Самокритика это или нарциссические пляски? Герои вызывают симпатию или антипатию? Это, видимо, зависит от степени узнавания
Не хочется обобщать, но «Тридцать» вынуждает говорить о героях фильма как о поколенческом общем месте: через поступок одного раскрывается черта другого, до этого мельком замеченная в ком-то третьем. Вечные студенты в бесконечном поиске идентичности. Почти все не обременены необходимостью себя выражать. Многие, очевидно, перенимают чужие позиции вместо того, чтобы искать свою правду (на словах все без исключения крайне левые). Кажется, они и сами могут это осознать — неглупые все-таки люди, и растерянность невольно отражается на лицах. В сердце фильма — сцена, где камера вглядывается в лица посетителей ночного клуба пять минут к ряду. Кто-то болтает, кто-то целуется, но чаще они словно переживают внутреннюю бурю, и взгляд какой-то потерянный. Все примерно одного возраста — 25-30 лет.

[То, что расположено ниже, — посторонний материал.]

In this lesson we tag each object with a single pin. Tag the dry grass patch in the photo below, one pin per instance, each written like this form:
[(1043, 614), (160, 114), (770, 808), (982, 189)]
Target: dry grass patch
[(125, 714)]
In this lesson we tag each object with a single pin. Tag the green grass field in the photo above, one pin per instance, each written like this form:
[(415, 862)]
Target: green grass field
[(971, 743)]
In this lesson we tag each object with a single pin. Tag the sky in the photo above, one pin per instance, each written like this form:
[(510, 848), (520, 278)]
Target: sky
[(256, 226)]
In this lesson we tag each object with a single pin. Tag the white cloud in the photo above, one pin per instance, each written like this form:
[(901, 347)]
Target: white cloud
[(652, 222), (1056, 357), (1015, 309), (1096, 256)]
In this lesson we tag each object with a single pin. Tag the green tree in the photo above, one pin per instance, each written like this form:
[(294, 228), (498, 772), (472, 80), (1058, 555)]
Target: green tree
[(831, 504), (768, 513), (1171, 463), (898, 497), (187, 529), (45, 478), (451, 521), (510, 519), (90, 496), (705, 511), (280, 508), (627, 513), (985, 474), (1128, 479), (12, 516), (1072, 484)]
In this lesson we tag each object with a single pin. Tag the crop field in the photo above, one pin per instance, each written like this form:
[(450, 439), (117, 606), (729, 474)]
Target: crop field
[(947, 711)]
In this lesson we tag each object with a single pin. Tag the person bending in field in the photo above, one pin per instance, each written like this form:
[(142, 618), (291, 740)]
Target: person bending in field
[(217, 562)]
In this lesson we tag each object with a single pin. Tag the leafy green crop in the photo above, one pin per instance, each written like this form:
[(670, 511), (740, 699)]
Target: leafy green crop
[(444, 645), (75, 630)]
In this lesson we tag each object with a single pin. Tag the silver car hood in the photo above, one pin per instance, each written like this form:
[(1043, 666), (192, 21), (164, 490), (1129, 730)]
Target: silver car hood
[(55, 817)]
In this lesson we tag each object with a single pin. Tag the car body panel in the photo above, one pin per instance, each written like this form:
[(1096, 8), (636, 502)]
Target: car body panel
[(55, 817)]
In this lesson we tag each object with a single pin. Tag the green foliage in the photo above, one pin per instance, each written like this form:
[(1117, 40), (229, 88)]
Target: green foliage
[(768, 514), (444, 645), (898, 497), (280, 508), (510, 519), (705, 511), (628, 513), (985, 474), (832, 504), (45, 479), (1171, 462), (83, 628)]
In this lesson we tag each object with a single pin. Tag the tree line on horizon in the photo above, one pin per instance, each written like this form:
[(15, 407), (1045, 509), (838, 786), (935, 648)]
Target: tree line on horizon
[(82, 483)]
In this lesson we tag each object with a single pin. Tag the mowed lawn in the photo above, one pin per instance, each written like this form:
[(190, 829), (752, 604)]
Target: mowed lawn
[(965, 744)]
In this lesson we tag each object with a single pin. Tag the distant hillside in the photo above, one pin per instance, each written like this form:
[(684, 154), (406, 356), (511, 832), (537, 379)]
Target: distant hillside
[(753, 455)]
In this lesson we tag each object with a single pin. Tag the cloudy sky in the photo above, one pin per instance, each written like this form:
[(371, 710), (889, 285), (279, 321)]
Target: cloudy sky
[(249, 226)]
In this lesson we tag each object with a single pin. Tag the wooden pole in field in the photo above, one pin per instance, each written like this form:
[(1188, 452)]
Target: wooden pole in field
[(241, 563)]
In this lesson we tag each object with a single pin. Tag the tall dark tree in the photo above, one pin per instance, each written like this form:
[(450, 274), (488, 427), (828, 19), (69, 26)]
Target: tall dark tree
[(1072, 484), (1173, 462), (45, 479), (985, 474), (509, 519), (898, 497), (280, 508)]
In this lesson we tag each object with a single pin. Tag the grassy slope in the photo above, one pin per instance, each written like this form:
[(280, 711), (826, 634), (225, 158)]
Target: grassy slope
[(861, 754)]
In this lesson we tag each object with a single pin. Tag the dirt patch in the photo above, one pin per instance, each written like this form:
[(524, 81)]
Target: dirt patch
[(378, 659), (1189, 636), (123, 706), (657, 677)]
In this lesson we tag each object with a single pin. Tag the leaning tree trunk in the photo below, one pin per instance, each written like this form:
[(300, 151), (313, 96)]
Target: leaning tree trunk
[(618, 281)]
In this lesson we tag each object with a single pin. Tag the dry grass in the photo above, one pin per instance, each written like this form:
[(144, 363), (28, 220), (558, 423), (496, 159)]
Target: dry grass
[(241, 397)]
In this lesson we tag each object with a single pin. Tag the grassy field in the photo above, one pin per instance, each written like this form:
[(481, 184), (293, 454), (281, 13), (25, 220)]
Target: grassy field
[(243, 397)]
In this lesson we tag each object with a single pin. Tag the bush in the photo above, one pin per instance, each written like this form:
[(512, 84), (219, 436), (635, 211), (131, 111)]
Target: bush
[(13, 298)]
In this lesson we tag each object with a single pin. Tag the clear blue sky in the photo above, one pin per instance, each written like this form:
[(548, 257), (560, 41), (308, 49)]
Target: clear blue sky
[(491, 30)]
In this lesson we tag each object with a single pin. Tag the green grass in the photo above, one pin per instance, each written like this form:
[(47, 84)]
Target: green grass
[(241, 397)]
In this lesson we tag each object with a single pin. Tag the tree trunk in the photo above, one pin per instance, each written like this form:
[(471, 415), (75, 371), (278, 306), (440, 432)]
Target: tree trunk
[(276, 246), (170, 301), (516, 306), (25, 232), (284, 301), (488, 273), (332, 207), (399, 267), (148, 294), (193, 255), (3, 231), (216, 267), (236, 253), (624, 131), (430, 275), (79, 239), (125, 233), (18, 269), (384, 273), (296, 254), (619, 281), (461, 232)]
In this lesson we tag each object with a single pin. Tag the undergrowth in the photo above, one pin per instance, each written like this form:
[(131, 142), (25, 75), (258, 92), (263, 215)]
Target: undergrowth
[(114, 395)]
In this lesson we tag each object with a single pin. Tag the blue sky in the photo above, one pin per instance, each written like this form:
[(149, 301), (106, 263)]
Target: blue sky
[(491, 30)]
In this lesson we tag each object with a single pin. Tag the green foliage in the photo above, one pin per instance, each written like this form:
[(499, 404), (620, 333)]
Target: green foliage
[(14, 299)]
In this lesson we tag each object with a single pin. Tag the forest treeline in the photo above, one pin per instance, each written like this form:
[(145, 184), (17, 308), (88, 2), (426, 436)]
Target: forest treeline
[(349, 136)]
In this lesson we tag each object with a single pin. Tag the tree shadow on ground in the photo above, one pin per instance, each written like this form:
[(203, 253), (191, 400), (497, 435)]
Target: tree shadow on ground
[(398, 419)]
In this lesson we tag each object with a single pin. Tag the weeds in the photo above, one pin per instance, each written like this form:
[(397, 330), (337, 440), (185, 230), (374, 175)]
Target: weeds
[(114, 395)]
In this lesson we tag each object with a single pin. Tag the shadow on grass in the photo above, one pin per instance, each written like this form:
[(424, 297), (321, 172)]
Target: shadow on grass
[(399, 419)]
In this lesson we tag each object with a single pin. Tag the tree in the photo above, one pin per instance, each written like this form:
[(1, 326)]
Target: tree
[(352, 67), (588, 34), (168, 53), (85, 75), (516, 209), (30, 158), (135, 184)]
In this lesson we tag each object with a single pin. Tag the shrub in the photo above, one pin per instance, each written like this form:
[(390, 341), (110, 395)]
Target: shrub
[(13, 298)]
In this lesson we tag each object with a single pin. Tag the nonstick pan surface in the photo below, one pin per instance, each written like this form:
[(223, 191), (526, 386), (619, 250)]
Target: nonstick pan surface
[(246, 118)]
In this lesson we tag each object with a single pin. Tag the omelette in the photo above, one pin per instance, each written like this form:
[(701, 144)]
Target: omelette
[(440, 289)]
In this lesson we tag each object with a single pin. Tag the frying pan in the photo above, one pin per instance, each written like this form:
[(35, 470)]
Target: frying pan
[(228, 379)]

Симона Костова: «Делать кино за 5.000 евро — постоянный стресс и страдания»
За продвижение этого фильма в России неслучайно взялся «Гараж», одно из главных прибежищ для людей подобного толка, на автомате считывающих в «Тридцати» схожесть с собой любимыми. Каждый может извлечь из фильма свое; не поймешь, что о происходящем думают авторы, проживающие в Нойкёльне. Самокритика это или нарциссические пляски? Герои вызывают симпатию или антипатию? Это, видимо, зависит от степени узнавания. Наверно, «Тридцать» не был бы столь примечателен и любим, не будь он исполнен магии молодости вкупе с почти не отраженным в кино цайтгайстом 2010-х. Селфи на пленочный фотоаппарат. Все пьют пиво. На девушке шуба из эко-меха. В андеграундных клубах — нойз, а в бывших гаражах — техно-рейвы. Стены баров обложены кирпичом, квартиры не загромождены декором. Все это — приметы чего-то тутошнего. Особенно острыми кажутся наблюдения из области чувственного. Овюнч утомительно соблазняет девицу в пошловатом прикиде, которая, к тому же, елозит как егоза. Или вот: перед Паскалем у барной стойки возникает пьяная femme fatale, целует его, говорит что-то приторно-сладкое и исчезает, только он отвернется.
«Тридцать» — это фильм-пьянка, и закономерно кончается на рассвете, когда для возлияний больше нет сил, да и макияж стерся. Пьянка дежурная, из тех, что быстро набивают оскомину — ведь на безумства герои, кажется, не способны, а их разговоры не отличаются особенной содержательностью. Фильм Костовой оставляет в душе приблизительно тот же, похмельный, осадок. Символично, что в нашей стране он вышел в прокат первого января. Похмелье — как душевное состояние — тем обычно и примечательно, что располагает к самоанализу.